Sugar Production in the English Caribbean

Sugar production was a labor-intensive process that also required good timing, good weather, and good luck. Plantation owners were at once farmers, factory owners, and traders. They commanded large areas of land and an equally large labor force that was made up primarily of enslaved Africans. Because of the need for intense fertilization, sugar planters also had to maintain large herds of livestock to meet the demand. The mills, boiling houses, and distilleries that were required for sugar production were not prohibitively expensive. The cane fields, livestock, and slave labor, however, were the costliest and most valuable parts of a sugar plantation. Sugar production was therefore not an industry to be entered into lightly, but the rewards for a successful plantation owner were substantial.

Brick Kiln Plantation, Nevis, W.I.
Brick Kiln Plantation, Nevis, W.I.
Sugar cane takes between fourteen to eighteen months to ripen, but once it is harvested, it must be processed within a few hours to keep it from fermenting and thus spoiling. Because of the intense nature of sugar processing, planters would often stagger their plantings so that the harvest could be spread out over several months. The moist, tropical climate of the Caribbean allowed the cane to grow best when planted between the wet months of June and November and to be harvested in the drier months between January and May.
Golden Rock Plantation, Nevis, W.I
Golden Rock Plantation, Nevis, W.I

Once the cane had matured, slaves would cut it, bundle it onto pack animals, and transport it to the mills. The cane root left behind would sprout again and mature much more rapidly, allowing a second, and sometimes even a third harvest. These later growths, called ratoon cane, generally only yielded about half as much processed sugar as the first growth - which in the 17thand 18thcenturies could yield around one ton of sugar per acre (20th-century techniques yield nearly five tons per acre).

At the mill, the cane was crushed between iron rollers powered by water, wind or cattle. The cane juice would flow into vats where it would be clarified, skimmed, and then ladled into successively smaller copper pots where the heated juice eventually turned to a thick syrup. The syrup was brought to the point of crystallization, cooled, then packed into hogsheads or clay pots where it crystallized into muscovado, or brown sugar. The substance that dripped out of these containers was molasses, which could be sold as a cheap sweetener, fed to slaves and livestock, or mixed with the skimmings from the first boiling to produce rum (which probably got its name from the Latin saccarhum, meaning sugar).
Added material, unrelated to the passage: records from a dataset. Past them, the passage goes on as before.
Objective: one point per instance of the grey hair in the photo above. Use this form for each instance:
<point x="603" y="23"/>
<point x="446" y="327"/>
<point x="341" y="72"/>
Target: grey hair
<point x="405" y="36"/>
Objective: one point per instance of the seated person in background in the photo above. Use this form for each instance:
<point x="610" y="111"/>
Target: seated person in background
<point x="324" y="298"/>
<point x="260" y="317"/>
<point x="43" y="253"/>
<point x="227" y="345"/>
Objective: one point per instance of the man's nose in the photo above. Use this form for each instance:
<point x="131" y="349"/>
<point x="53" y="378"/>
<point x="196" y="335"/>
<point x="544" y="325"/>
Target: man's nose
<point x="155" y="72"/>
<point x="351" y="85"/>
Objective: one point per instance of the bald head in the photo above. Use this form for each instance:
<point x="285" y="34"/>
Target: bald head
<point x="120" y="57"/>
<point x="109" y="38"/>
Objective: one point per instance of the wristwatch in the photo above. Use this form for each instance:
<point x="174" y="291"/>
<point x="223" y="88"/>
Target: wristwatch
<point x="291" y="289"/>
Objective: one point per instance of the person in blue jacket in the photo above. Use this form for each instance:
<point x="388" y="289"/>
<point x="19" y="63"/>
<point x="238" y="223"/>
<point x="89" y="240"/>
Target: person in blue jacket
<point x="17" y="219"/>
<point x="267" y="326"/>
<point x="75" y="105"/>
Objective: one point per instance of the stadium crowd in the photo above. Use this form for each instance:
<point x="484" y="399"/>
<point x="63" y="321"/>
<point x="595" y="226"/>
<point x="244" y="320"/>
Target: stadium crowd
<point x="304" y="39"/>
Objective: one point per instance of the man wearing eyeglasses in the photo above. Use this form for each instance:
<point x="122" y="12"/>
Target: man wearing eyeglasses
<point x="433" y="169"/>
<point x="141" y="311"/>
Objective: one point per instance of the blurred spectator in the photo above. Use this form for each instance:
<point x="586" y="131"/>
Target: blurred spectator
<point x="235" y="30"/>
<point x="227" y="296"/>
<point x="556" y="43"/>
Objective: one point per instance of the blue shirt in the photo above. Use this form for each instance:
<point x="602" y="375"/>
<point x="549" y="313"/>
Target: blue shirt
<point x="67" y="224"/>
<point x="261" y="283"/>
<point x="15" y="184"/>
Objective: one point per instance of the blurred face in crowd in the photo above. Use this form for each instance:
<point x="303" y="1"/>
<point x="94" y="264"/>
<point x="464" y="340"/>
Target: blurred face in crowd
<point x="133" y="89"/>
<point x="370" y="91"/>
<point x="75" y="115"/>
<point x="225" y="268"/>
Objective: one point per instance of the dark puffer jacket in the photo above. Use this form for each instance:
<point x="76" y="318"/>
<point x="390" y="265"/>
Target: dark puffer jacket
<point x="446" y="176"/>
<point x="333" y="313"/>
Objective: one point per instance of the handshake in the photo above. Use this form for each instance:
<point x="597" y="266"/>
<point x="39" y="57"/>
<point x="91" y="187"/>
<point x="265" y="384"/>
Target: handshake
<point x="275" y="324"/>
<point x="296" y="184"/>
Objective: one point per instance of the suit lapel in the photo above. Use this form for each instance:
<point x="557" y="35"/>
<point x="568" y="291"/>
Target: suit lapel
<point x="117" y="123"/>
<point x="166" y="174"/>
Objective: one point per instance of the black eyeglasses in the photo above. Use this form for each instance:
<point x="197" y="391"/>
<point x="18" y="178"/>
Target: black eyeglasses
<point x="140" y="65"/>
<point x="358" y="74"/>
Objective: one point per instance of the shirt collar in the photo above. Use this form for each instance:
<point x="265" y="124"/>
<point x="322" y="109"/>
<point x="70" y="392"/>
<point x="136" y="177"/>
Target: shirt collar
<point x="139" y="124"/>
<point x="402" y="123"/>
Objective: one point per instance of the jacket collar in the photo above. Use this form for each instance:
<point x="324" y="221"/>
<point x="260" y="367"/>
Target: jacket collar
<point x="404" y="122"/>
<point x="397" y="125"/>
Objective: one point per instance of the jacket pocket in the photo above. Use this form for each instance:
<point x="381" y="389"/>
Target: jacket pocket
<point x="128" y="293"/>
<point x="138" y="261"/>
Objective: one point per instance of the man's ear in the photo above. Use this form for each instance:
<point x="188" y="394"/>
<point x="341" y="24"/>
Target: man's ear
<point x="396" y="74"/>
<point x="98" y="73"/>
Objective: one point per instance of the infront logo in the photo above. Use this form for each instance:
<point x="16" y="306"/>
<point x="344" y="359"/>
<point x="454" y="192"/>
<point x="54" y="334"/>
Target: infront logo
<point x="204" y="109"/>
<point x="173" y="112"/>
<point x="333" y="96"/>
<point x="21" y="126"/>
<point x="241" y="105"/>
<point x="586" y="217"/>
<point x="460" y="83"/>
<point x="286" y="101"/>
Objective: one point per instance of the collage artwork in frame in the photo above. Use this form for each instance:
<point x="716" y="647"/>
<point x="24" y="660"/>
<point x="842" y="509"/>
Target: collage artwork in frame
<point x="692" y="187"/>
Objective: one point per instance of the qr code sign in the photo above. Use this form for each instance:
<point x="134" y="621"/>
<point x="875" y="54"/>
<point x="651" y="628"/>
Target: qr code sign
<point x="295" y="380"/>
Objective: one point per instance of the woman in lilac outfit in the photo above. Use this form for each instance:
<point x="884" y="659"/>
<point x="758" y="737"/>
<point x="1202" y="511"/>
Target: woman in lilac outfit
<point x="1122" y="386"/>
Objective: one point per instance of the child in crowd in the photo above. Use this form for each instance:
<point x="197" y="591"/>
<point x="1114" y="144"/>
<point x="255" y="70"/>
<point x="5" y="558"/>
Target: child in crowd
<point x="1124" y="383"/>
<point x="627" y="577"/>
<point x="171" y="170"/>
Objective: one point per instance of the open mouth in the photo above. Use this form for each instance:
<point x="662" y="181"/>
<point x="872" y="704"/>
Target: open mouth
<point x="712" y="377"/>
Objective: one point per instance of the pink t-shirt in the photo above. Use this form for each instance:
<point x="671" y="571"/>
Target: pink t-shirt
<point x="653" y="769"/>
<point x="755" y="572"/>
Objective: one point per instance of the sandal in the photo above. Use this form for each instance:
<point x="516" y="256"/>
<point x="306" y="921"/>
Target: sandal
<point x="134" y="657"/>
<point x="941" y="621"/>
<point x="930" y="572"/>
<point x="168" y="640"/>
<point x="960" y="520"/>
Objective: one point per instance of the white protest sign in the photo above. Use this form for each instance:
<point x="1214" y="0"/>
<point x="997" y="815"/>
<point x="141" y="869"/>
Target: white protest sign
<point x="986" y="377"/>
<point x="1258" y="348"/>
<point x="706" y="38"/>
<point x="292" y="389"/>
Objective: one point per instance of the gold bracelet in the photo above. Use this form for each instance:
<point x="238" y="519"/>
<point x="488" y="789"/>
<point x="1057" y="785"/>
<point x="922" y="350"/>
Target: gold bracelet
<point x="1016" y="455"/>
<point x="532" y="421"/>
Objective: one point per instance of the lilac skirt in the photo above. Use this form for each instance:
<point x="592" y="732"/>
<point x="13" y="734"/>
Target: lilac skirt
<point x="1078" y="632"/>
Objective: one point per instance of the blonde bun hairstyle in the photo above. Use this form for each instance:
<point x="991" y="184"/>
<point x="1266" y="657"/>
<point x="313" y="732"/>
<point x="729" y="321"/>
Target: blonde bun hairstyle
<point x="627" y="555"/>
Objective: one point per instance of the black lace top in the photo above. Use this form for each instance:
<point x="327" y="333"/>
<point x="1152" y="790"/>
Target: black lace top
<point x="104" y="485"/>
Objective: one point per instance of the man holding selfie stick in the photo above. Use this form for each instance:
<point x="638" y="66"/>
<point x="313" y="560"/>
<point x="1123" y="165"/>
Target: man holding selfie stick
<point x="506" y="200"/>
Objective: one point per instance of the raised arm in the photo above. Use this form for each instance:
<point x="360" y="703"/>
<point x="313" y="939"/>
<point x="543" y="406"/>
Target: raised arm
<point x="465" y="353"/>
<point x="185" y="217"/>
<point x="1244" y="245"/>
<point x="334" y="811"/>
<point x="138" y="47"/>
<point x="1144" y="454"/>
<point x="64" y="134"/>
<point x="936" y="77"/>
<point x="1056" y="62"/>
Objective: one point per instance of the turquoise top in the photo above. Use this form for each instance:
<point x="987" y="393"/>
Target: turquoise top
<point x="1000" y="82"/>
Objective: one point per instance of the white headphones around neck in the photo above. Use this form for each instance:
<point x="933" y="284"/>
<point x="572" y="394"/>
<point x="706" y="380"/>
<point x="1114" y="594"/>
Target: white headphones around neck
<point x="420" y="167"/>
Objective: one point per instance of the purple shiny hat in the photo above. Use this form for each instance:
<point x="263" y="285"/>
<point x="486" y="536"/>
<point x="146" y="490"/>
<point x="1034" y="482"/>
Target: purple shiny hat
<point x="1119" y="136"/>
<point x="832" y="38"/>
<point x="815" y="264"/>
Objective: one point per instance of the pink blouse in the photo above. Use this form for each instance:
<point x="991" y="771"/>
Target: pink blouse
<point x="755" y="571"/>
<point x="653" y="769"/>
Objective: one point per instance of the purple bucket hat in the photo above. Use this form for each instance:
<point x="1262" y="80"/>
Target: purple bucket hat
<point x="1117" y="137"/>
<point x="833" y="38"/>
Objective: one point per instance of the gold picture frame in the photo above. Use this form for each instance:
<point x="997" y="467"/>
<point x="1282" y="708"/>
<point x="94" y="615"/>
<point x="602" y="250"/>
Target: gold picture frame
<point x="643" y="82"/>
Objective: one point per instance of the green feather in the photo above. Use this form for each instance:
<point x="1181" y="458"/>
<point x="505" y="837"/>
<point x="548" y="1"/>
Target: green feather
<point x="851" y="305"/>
New River Plantation, Nevis, W.I.
New River Plantation, Nevis, W.I.
Rum was the most profitable by-product of the sugar process and became a major export item in its own right. The Muscovado sugar could be sold for further refining in England, or refined on the plantation. But refined sugar commanded the highest price. Naturally, it took much longer to produce - usually four months, as the sugar had to remain sealed in a clay pot until the molasses had been thoroughly dissolved out of the sugar through moisture in the clay.